La voce fuori campo della protagonista che racconta la follia delle orche costrette in cattività rende in modo palpabile l’dea di una costrizione, claustrofobica, dando l’avvio a un film che offre le medesime sensazioni nello spettatore, anche quando le scene dovrebbero trasmettere tutt’altro.

Le prime chiavi di lettura per il forte disagio di Moll (interpretata dall’eccellente Jessie Buckley) sono banali, fin troppo. Una madre ossessiva e dispotica, una famiglia “perfetta” che contrasta con l’indole ribelle della figlia. Il bianco, il chiarore emanati dalla madre e dalla sorella maggiore contrastano con i colori ignei di Moll.

Tutta questa impalcatura, però, crolla nell’osservare gli sguardi e i comportamenti della protagonista. La netta percezione della “bestia” che è dentro di lei, e che a tratti esce con l’impeto del mare che si frange sulle coste dell’isola di Jersey (location del film), è la vera chiave.

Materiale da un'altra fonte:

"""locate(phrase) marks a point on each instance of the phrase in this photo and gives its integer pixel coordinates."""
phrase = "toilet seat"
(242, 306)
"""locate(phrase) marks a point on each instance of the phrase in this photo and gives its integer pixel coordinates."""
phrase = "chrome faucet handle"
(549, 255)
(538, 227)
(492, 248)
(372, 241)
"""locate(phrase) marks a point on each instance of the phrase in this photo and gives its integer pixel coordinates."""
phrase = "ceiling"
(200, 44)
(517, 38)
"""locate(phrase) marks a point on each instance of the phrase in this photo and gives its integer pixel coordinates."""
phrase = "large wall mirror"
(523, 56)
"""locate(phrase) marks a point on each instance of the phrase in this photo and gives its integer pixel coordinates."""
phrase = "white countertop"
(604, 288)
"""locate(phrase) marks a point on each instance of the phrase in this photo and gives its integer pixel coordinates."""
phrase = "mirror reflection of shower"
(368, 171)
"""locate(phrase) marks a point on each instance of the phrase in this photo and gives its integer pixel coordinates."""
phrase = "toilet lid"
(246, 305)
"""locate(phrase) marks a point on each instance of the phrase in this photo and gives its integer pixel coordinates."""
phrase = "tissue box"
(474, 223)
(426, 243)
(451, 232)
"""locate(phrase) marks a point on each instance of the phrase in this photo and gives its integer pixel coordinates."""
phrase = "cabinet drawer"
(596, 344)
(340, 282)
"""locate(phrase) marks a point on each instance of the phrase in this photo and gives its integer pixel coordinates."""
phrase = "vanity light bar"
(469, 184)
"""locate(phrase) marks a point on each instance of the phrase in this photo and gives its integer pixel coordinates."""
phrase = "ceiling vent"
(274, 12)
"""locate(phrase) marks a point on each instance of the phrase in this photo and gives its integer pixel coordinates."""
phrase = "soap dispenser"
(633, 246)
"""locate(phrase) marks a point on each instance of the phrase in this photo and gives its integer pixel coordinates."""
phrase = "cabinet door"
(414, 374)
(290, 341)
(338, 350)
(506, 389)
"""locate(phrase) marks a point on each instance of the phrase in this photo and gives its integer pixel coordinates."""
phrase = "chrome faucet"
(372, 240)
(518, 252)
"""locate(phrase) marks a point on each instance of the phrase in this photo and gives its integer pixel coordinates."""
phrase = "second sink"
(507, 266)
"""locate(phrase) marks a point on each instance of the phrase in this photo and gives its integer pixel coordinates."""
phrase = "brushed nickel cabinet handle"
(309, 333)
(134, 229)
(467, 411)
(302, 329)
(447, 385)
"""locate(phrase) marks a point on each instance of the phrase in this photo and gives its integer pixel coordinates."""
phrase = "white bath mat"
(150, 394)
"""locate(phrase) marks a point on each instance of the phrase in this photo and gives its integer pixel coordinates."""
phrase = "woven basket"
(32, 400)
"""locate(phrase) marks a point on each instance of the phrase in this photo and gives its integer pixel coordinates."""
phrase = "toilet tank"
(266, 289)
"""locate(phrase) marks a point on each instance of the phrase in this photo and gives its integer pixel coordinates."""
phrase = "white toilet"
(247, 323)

Poco alla volta emerge quel fortissimo lato oscuro ingabbiato in Moll. La scelta di un fidanzato in netto contrasto con tutto ciò che per la sua famiglia potrebbe essere socialmente accettabile va in questa direzione. Se all’inizio lui, Pascal (Johnny Flynn), pare il duro fuori dalle regole, la rabbia vera, cieca, sta in Moll. Nel suo accanirsi su una lepre, negli urli che tolgono il sonoro al film e fanno indietreggiare chiunque, come un’orca in cattività, appunto.

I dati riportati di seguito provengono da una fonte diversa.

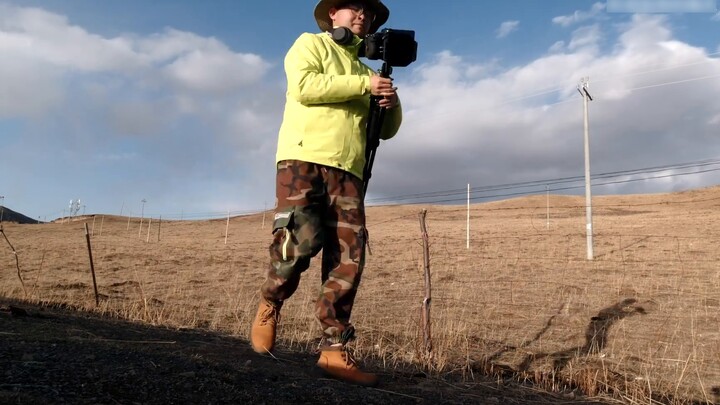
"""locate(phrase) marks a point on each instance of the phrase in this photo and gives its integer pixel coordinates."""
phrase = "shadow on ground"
(55, 355)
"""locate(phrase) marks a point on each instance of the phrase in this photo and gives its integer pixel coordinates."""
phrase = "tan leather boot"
(262, 334)
(338, 363)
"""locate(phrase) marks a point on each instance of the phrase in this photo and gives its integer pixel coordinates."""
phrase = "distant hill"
(9, 215)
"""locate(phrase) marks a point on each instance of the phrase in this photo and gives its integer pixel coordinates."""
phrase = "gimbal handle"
(374, 126)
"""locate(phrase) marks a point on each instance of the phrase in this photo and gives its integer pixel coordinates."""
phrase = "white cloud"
(525, 123)
(506, 28)
(580, 16)
(44, 54)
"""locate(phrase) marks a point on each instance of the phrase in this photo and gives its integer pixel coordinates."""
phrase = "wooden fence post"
(427, 337)
(92, 266)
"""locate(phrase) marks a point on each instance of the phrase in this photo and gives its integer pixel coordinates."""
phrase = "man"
(319, 185)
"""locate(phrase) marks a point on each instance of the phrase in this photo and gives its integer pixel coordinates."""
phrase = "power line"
(430, 197)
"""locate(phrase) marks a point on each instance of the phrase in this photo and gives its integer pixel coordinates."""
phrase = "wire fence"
(522, 296)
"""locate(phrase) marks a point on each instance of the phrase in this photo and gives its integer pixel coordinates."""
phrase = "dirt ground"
(61, 356)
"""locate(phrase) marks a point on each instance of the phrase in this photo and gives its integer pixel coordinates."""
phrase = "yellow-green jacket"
(327, 104)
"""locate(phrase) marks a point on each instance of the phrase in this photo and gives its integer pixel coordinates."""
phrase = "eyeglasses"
(358, 9)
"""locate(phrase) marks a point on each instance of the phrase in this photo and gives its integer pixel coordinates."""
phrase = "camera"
(394, 47)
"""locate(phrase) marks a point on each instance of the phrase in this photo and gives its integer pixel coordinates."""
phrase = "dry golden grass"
(638, 323)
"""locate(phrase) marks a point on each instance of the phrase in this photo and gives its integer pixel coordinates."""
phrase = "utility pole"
(583, 89)
(142, 214)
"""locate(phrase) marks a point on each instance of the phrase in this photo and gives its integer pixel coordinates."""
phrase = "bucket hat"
(322, 13)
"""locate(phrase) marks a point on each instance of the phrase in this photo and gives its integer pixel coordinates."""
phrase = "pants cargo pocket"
(281, 230)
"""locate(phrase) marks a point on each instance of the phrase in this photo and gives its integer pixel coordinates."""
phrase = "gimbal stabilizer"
(395, 48)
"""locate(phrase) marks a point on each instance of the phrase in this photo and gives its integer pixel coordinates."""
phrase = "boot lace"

Su questa vicenda psicologica si innesta il thriller: tre ragazzine sono state uccise e la colpa ricade su Pascal. L’ovvio capro espiatorio in una società chiusa e perfetta, almeno all’apparenza. E quando i sospetti si fanno più pressanti anche la bestia dentro Moll scalpita per uscire. Iniziano le bellissime scene di sogno, o incubo, perfettamente integrate nella narrazione.

Si insinua il ragionevolissimo dubbio nello spettatore: non è Pascal ma Moll, l’assassina. Lei che aveva ferito una compagna di scuola al viso con delle forbici. Lei che sogna di ragazzine morte e forbici conficcate nel petto. Lei che mente per proteggere il fidanzato con una tale intensità da convincere anche chi sa che sta mentendo. Lei che si sdraia in una tomba scavata nel terreno e si mette in bocca la terra, proprio come l’assassino fa con le vittime.

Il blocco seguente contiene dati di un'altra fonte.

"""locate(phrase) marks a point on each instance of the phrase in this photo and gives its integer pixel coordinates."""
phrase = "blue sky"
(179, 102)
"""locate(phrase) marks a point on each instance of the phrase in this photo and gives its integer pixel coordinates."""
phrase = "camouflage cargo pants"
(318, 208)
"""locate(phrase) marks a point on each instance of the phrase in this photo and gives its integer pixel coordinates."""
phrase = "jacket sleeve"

Fino qui la tensione, i contrasti forti tra musica e immagini, gli sguardi di Moll, tutto insinua il dubbio e mantiene un ritmo narrativo degno di un vero thriller riuscitissimo.

Poi i dubbi, le scene che paiono non avere il coraggio di chiudersi, i personaggi che si perdono, la famiglia di Moll che scompare dalla narrazione, tutto sembra implodere. E si arriva al climax che, però non convince più, come se il regista a questo punto non avesse più chiaro come concludere il film. Così lo spettatore si perde, il pathos si dissipa, la storia si disgrega e Moll e Pascal insieme a tutto il resto.